The billionaire philanthropist MacKenzie Scott’s no-strings, no-hassle giving approach has proven particularly valuable to Native American nonprofits, whose history with private philanthropy has long been marked by a lack of trust and paltry funding.
Although Scott's donations to Native American nonprofits are a small subset of the billions she has donated since 2020, they are unique because they have gone to groups led by Native Americans.
''For a long time, we saw a lot of the money that was going to Native causes and concerns was going to non-Indigenous-controlled museums and art foundations and education funds, so it's really good in that context to look at (these gifts) and see it's almost all Native-controlled organizations,'' says Miriam Jorgensen, who studies the flow of philanthropy into Native American-led organizations and is research director of Harvard's Project on Indigenous Governance and Development. ''That's an important contrast of this giving.''
Scott gave 37 grants totaling $132.5 million to Native American-serving nonprofits over the past four years. That's 0.8% of the $17.3 billion she has given to more than 2,300 charities so far and reflects philanthropy's sparse giving to Native American-led organizations. Less than 0.5% of funding from large U.S. foundations goes to Native American nonprofits, according to a 2019 report by Candid and Native Americans in Philanthropy.

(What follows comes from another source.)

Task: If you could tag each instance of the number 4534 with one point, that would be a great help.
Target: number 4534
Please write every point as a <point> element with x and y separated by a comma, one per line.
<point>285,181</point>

Scott is not the biggest funder of Native American groups. The Bush, Kellogg, and Northwest Area foundations are among the grantmakers that routinely support Native American-controlled nonprofits. But her multimillion-dollar gifts to Indigenous groups have been highly publicized, resulting in a kind of seal of approval that charity leaders say has increased their groups' visibility.
''It made a big difference in how we were perceived by individual donors and foundations and corporations,'' says Robert Martin, president of the Institute of American Indian Arts, a public tribal land-grant college in Santa Fe, New Mexico, that received $5 million from Scott in 2020. ''Since this all occurred, we've established (student employment) partnerships with Nike and NBCUniversal and a number of others.''
Unrestricted and simple
Misconceptions about Native American-led nonprofits and Native Americans are commonplace and have hurt fundraising, says Michael Roberts, who leads First Nations Development Institute, an economic development organization. His group, which received $8 million from Scott, conducted a study in 2016 that found Native Americans are largely invisible to the public and grantmakers.